Ahmad, un siriano di circa quarant’anni, che è in viaggio con sua moglie e il loro bambino, mi dice: “Mi hanno buttato giù dal treno. Mi hanno chiesto se ero siriano, hanno voluto vedere il mio passaporto. Ho risposto che non ce l’avevo. Documenti? Impronte digitali? Dove andate? A Vienna? In Germania? E mi hanno cacciato dal treno. Go Away! Ma dove? Non a Vienna, non in Germania. In un campo?”.
“Ma cosa vuole, l’Ungheria? Che restiamo qui? Diventerà la nuova stazione Basmane. Smirne a Budapest. Se vai a comprare un biglietto per Vienna, t’impediranno di salire sul treno oppure, se ci riesci, ti obbligheranno a scendere. I poliziotti controllano i biglietti e i documenti d’identità di tutti quelli che non sono biondi”.

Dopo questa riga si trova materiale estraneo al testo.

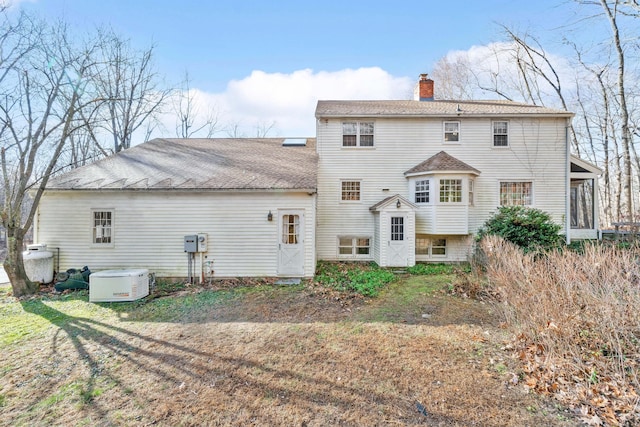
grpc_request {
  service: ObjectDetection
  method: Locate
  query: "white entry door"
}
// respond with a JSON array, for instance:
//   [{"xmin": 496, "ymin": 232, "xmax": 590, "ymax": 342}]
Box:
[
  {"xmin": 387, "ymin": 215, "xmax": 409, "ymax": 267},
  {"xmin": 278, "ymin": 210, "xmax": 304, "ymax": 276}
]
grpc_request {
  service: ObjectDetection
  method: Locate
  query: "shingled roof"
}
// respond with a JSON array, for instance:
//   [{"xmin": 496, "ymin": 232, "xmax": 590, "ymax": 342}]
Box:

Le persone che sono morte durante il viaggio sono le nuove vittime della guerra in Siria. I rifugiati hanno percorso duemila o tremila chilometri. Portano addosso l’insieme delle loro sofferenze e vogliono proseguire il loro viaggio verso la Germania, l’Austria o un qualsiasi paese dell’Unione Europea dove possano vivere in pace. Ma i poliziotti controllano i treni, gli autobus, i taxi, qualsiasi cosa.
Qualche giorno fa 71 persone sono state trovate morte a bordo di un camion sull’autostrada che porta a Vienna. La verità è che è molto difficile uscire da Budapest, anche per chi possiede dei documenti. Dovunque andiamo, siamo trattati come sospettati. Le domande che i rifugiati si pongono sono: dove andare e come? Prima, l’ostacolo principale era il mare. Adesso è l’Ungheria: come entrarci e come uscirne?
(Traduzione di Federico Ferrone)
Questo reportage è stato pubblicato su Le Courrier des Balkans all’interno del progetto #OpenEurope, un osservatorio sulle migrazioni a cui Internazionale aderisce insieme ad altri giornali. Gli altri partner del progetto sono Mediapart (Francia), Infolibre (Spagna), Correct!v (Germania), Le Courrier des Balkans (Balcani), Hulala (Ungheria), Efimerida ton syntakton (Grecia), VoxEurop, Inkyfada (Tunisia), CaféBabel, BabelMed, Osservatorio Balcani e Caucaso, Migreurop, Resf, Centro Primo Levi, La cimade, Medicins du monde.